AI Can Scale Tutoring. School Is the Hard Part.

In 1984, Benjamin Bloom published a result that still feels faintly impossible. Students who received one-to-one tutoring performed about two standard deviations better than peers in conventional classrooms. The median tutored student looked like a top performer. In percentile terms, Bloom argued that an average student with individual tutoring could reach the level of the 98th percentile in a standard class.

Education has been staring at that number ever since.

The finding was intoxicating and maddening at once. It suggested that huge gains were possible without changing human cognitive limits, because the same children learned far more under different conditions. It also exposed a brutal economic fact: individualized tutoring works partly because it is individualized, and individualized labor does not get cheap just because society wants more of it.

For forty years, that gap between educational possibility and educational affordability has been one of the quiet scandals of modern schooling. We knew a better experience existed. We could not buy enough of it.

A benchmark the internet never solved

People sometimes talk about online education as if it already answered Bloom. It did not. Recorded lectures made instruction cheaper to distribute, but they did not make it personal. Learning management systems organized assignments, deadlines, grades, and discussion boards, which is useful in the same way a pantry is useful. A pantry is not dinner.

Massive open online courses taught us something awkward. Access to content is not the same as support. Millions of people can watch a lesson. Far fewer can persist through confusion, notice their own misconceptions, and recover from them without help. In many subjects, the wall is not information scarcity. The wall is what happens five minutes after you stop understanding.

That is where tutoring changes the shape of learning. A good tutor does not merely explain. They watch for the squint, the hesitation, the wrong analogy forming in the student’s head. They slow down when needed and accelerate when possible. They ask the next question at the exact moment the learner is ready for it. In practice, they turn a generic sequence into a live conversation.

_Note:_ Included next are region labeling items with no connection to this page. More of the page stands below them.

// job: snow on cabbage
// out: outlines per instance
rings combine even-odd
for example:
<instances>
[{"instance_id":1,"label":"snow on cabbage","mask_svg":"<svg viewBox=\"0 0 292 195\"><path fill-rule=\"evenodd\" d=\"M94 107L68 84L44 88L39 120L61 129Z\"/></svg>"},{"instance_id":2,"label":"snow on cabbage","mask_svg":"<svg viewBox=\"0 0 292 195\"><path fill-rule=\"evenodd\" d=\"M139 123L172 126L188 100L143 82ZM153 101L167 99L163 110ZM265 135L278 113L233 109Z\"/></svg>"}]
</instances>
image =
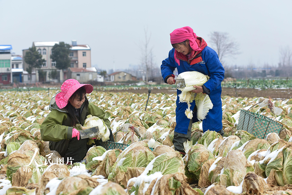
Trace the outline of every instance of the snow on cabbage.
<instances>
[{"instance_id":1,"label":"snow on cabbage","mask_svg":"<svg viewBox=\"0 0 292 195\"><path fill-rule=\"evenodd\" d=\"M187 80L188 91L206 81L204 76L203 81L196 79L195 84ZM50 96L54 94L50 91ZM222 96L224 137L212 129L203 133L201 122L193 124L183 160L172 143L176 94L151 94L145 111L146 93L95 91L87 94L88 99L105 111L117 133L116 141L130 146L124 151L95 146L82 162L67 165L57 161L61 156L50 150L39 134L50 112L47 92L0 92L1 194L203 194L195 186L205 194L272 194L288 190L284 186L292 184L292 99L271 100L283 110L277 119L284 128L262 139L237 128L240 109L247 110L259 99ZM179 98L196 101L201 114L197 116L202 119L211 107L208 96L188 93ZM275 121L266 106L256 105L252 111ZM86 121L83 128L100 125L100 130L108 132L100 119L88 116ZM26 166L36 150L35 161Z\"/></svg>"}]
</instances>

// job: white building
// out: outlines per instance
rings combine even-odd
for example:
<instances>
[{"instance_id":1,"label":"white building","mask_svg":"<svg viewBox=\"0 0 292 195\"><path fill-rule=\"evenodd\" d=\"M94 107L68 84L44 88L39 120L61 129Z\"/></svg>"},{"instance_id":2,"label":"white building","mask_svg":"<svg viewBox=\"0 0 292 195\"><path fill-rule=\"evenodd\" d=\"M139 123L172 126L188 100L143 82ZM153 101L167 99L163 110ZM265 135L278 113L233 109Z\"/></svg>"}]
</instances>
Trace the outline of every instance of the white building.
<instances>
[{"instance_id":1,"label":"white building","mask_svg":"<svg viewBox=\"0 0 292 195\"><path fill-rule=\"evenodd\" d=\"M7 84L12 82L11 77L11 45L0 45L0 84Z\"/></svg>"},{"instance_id":2,"label":"white building","mask_svg":"<svg viewBox=\"0 0 292 195\"><path fill-rule=\"evenodd\" d=\"M20 56L12 56L11 64L12 82L14 83L22 82L22 74L23 71L22 58Z\"/></svg>"},{"instance_id":3,"label":"white building","mask_svg":"<svg viewBox=\"0 0 292 195\"><path fill-rule=\"evenodd\" d=\"M51 58L52 49L56 44L60 43L59 41L38 41L32 43L32 46L35 47L36 49L39 54L42 56L42 58L46 62L42 66L40 69L42 71L44 75L40 76L40 73L37 70L36 71L36 80L33 80L33 77L29 78L31 79L32 82L45 82L55 81L55 80L50 78L49 73L52 70L56 69L56 62L53 61ZM70 67L76 68L86 68L91 67L91 49L88 45L77 45L77 41L72 40L72 44L71 45L71 52L69 54L71 62ZM25 56L28 49L22 50L23 55ZM23 69L25 70L28 67L28 65L24 61ZM70 78L68 76L67 70L57 69L58 73L59 78L57 79L61 82Z\"/></svg>"}]
</instances>

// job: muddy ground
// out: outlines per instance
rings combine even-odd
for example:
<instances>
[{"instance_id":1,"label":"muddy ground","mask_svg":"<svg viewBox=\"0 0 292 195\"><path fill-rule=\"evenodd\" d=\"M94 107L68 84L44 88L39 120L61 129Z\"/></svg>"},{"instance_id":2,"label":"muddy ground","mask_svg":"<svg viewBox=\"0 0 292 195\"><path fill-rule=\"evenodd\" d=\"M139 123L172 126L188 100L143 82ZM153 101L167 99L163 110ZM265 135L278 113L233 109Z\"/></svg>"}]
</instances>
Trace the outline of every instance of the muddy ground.
<instances>
[{"instance_id":1,"label":"muddy ground","mask_svg":"<svg viewBox=\"0 0 292 195\"><path fill-rule=\"evenodd\" d=\"M222 95L228 95L234 97L241 96L247 97L263 97L267 98L270 96L274 99L284 99L292 98L292 90L288 89L268 89L264 90L258 90L254 89L237 89L236 92L234 88L223 88ZM121 90L118 91L112 90L110 91L113 92L130 92L141 93L148 93L148 89L137 89L131 90ZM174 89L153 89L151 93L157 93L163 92L164 93L172 94L176 92L176 90Z\"/></svg>"}]
</instances>

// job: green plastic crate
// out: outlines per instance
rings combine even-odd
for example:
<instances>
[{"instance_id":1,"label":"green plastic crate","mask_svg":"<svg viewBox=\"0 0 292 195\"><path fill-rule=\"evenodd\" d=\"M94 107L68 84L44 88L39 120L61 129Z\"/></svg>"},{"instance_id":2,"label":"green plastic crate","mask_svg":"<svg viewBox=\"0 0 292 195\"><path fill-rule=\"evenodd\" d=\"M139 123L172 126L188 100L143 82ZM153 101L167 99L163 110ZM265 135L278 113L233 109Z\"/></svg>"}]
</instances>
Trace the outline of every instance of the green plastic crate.
<instances>
[{"instance_id":1,"label":"green plastic crate","mask_svg":"<svg viewBox=\"0 0 292 195\"><path fill-rule=\"evenodd\" d=\"M113 150L114 149L119 149L124 150L129 146L130 145L128 144L124 144L109 141L102 142L101 143L101 146L107 150ZM154 149L153 148L149 148L149 149L152 151L154 150Z\"/></svg>"},{"instance_id":2,"label":"green plastic crate","mask_svg":"<svg viewBox=\"0 0 292 195\"><path fill-rule=\"evenodd\" d=\"M278 134L283 125L261 115L240 110L237 129L246 131L258 138L265 139L270 133Z\"/></svg>"}]
</instances>

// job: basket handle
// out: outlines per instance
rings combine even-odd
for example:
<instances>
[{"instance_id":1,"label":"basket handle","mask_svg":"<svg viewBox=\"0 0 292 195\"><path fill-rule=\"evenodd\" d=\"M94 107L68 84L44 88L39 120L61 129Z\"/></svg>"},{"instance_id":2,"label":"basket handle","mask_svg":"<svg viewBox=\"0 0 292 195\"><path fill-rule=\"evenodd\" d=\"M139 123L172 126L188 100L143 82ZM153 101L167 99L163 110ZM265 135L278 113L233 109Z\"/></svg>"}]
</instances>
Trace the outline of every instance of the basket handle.
<instances>
[{"instance_id":1,"label":"basket handle","mask_svg":"<svg viewBox=\"0 0 292 195\"><path fill-rule=\"evenodd\" d=\"M248 109L247 111L248 111L248 110L249 110L251 108L252 108L252 109L251 109L251 112L252 112L252 111L253 111L253 107L255 106L256 106L256 105L260 103L260 102L259 102L258 103L256 103L253 106L251 106L251 107L250 108L248 108Z\"/></svg>"}]
</instances>

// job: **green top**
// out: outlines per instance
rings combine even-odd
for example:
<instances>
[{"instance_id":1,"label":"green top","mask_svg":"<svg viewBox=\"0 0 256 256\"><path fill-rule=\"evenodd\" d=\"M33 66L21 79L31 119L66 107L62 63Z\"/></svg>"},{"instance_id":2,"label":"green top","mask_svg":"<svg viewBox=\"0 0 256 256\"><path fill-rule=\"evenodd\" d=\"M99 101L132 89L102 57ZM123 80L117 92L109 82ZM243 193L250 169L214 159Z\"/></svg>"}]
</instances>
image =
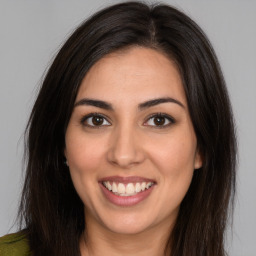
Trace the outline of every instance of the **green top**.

Bloom’s result was never just about attention. It was about feedback loops.

What tutoring actually buys

The reason tutoring works is less mysterious than it first appears. A classroom teacher has to operate on averages. Even excellent teachers do. They have to move a group through material on a schedule, manage behavior, and keep the social fabric of the room intact. The student who is lost can hide. The student who is bored can drift. Both often do.

A tutor collapses that distance. Misunderstanding is surfaced early, before it calcifies into shame or avoidance. Feedback arrives while the thought is still warm. The explanation can be recast using basketball, K-pop, engines, baking, or whatever language the student already inhabits. That matters more than progressive education slogans ever quite captured. People think with what they already know.

There is also a psychological benefit that rarely shows up cleanly in spreadsheets. A tutor keeps the learner engaged in the task long enough to build momentum. School often confuses visible compliance with learning. A student can sit quietly, copy notes, and understand almost nothing. Personalized guidance makes silent disengagement harder to maintain.

Human tutors bring more than adaptation, of course. They bring trust, pressure, warmth, and sometimes the mild terror of disappointing someone who believes in you. Those forces are difficult to model and even harder to scale. Still, the core mechanics of tutoring are surprisingly legible: diagnose, respond, reframe, repeat.

That is exactly the part current AI systems are unusually good at approximating.

The economics finally changed

For the first time, the cost structure that made universal tutoring absurd is beginning to wobble. Large language models can converse indefinitely, explain the same concept in twenty different ways, and stay available at odd hours when actual adults are asleep or sensibly doing anything else. They can generate endless practice, personalize examples, and react to a student’s confusion in real time.

This is why so many people in education technology sound newly evangelical. The old dream was always obvious. Give every learner a patient, adaptive guide. The obstacle was not imagination. It was payroll.

Anthropic’s education team has described the ambition plainly: continuous, individualized tutoring available to anyone, anywhere. If you strip away the product language, the claim is simple. The machine can now play enough of the tutor role to make Bloom’s old benchmark feel reachable at population scale.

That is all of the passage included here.